A vida do pescador que virou pedreiro e hoje é catador de materiais recicláveis

Elverson Cardozo | 21/09/2012 20:45
Paulo Andrade já foi pescador, pedreiro e comerciante. Hoje, é catador de materiais recicláveis.(Foto: Simão Nogueira)
Paulo Andrade já foi pescador, pedreiro e comerciante. Hoje, é catador de materiais recicláveis.(Foto: Simão Nogueira)

Não era possível que aquele senhor com aparência superior a idade que me informara pudesse apenas confirmar que aquele terreno, um matagal na Morada do Sossego, em Campo Grande, estava mesmo abandonado. A história não poderia terminar ali. Resolvi, então, mudar o foco.

Deixei de lado o que fazia e, por alguns minutos, conversamos sobre a vida, conquistas, sobre sonhos. Falamos do passado, do presente e do futuro, ali mesmo, na rua Chapada dos Guimarães, a penúltima do bairro.

Em uma época onde propostas são “descarregadas” pelo rádio e televisão, muitas distantes da realidade, histórias como essa confirmam que nem tudo está “a mil maravilhas”, mas ainda é possível encontrar "gente do bem".

Em meio a um amontoado de entulhos espalhados em frente à casa onde mora e escorado no carrinho que utiliza para trabalhar, Paulo Andrade Silva aceita conversar, mas avisa que é “sistemático”.

Por fim, revela a idade e a profissão: Tem 54 anos e é catador de materiais recicláveis. Mora com a esposa e o filho mais velho, de 25 anos, em uma casa de duas peças, no mesmo terreno que comprou em 1978, quando chegou a Campo Grande.

Passaram-se 34 anos e muita coisa mudou na vida do homem que nasceu em Cuiabá. Em Mato Grosso, “seo” Paulo começou a trabalhar como pescador, mas acabou trocando os rios pelos canteiros de obra. Virou pedreiro, a “profissão original”, que aprendeu desde cedo, por volta dos 8 anos.

Mais tarde, mudou-se para Coxim, onde serviu o exército.

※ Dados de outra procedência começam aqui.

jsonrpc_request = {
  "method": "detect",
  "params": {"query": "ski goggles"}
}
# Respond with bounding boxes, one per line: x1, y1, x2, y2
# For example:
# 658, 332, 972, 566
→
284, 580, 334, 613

Depois, resolveu tocar a vida em Aquidauana. Lá, Paulo casou, teve filhos e, novamente, mudou de ofício. Na cidade que fica a 135 quilômetros de Campo Grande, o ex-pescador virou comerciante e abriu um espaço de "secos e molhados", mas a estratégia não deu certo. Foi quando, em 1978, resolveu mudar com a família para a Capital.

Entulhos impedem visão da casa do catador. (Foto: Simão Nogueira)
Entulhos impedem visão da casa do catador. (Foto: Simão Nogueira)

Aqui, voltou a ser pedreiro. Três meses depois, um acidente mudou os planos. Durante a obra de construção do Terminal Nova Bahia, Paulo caiu de um andaime de aproximadamente três metros, fraturou o joelho esquerdo e apresentou desvio do menisco medial.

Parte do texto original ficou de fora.